There are judges in Jerusalem, as former Prime Minister Menachem Begin once said. They decided to acquit another former Prime Minister, Ehud Olmert, at a ratio of 2:1 (he was acquitted on two counts and convicted on one). We must respect the court's decision.
But there is also legitimate criticism. This verdict will be studied in the future and perhaps legal experts will even pen a polemic study about it. Something along the lines of the paper Mordechai Kremnitzer and Shlomit Mannheim-Wallerstein wrote about how Israel's court system tends to treat the elite more favorably than the common citizen.
The Jerusalem District Court must be respected, but a verdict that states that a politician who took money did not break the law must be re-examined by the Supreme Court. This verdict is a fundamental value judgment.
Olmert's acquittal of major corruption charges dealt a painful blow to the State Prosecutor's Office. The good guys took a hit, because the public won't read the criticism the court leveled against Olmert in the verdict. The public will count the acquittals in the simplest way — that no crime was committed.
The prosecution is now on the defensive, as is its central figure, State Prosecutor Moshe Lador. His opponents will try to take advantage of his embarrassment and exhaustion to push him into a corner — force him not to appeal the Olmert verdict; force him to back off the Holyland corruption trial (in which Olmert is charged with accepting bribes); force him to "go to Canossa" like an unwilling penitent — indeed, not just to walk, but to run to Canossa.
If Lador's opponents are successful, it will not only be Olmert (who was also convicted of breach of trust on Tuesday) who comes out clean. All the advancements made by the rule of law will recede. The State Prosecutor's Office will become anxious and depressed and will consequently close pending cases against many public figures. Once again, the courts will revert to acquitting public leaders.

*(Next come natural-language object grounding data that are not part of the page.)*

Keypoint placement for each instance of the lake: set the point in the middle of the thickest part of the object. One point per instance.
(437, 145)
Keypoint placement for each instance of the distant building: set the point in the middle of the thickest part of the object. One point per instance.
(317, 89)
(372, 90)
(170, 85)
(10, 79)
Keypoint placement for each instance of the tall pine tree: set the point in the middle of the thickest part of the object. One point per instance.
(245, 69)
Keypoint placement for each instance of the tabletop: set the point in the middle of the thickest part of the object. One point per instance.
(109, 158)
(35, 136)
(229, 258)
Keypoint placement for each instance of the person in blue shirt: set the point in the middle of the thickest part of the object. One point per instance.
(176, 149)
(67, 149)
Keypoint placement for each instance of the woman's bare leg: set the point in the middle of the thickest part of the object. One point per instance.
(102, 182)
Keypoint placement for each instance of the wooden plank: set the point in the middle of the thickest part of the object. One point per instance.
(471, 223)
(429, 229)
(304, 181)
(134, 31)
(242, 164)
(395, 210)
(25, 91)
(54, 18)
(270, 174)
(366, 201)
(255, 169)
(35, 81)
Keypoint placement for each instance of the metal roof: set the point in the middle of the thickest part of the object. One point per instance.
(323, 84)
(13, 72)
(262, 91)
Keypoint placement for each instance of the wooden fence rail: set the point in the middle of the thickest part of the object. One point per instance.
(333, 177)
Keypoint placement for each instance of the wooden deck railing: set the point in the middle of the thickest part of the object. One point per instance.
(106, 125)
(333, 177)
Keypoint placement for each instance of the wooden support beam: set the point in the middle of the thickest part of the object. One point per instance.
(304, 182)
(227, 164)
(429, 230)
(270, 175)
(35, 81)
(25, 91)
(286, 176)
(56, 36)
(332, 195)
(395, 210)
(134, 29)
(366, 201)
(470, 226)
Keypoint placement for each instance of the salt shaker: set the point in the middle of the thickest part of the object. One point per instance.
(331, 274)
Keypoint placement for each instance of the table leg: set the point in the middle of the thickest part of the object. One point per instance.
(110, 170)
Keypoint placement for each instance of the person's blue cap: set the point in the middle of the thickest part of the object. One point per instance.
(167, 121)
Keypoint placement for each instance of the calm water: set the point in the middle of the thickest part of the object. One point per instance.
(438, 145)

In legalese they call it mens rea (Latin for "guilty mind" — one of the necessary elements of a crime). In laymen's terms: Who believes that Olmert didn't know about his underlings' manipulations of Rishontours airline ticket purchases? If a judge can believe that a dominant man like Olmert had no idea that he had amassed such large sums of money — not frequent flyer miles, but money — then he should acquit.
There is room for oversight on the state prosecution. It wouldn't be too difficult to establish a body to oversee the prosecution. There is also room for a critique — external bodies can be involved in examining the prosecution's past work. But at the end of the day, the prosecution is an effective and admirable institution, and anyway, we don't have any alternative.
The prosecution is good. It is effective. It is okay to lose in court sometimes. If it weren't, there would be no need for courts. If the prosecutors remain true to their vision, with integrity and humility, the political and media pressure being exerted on them cannot faze them.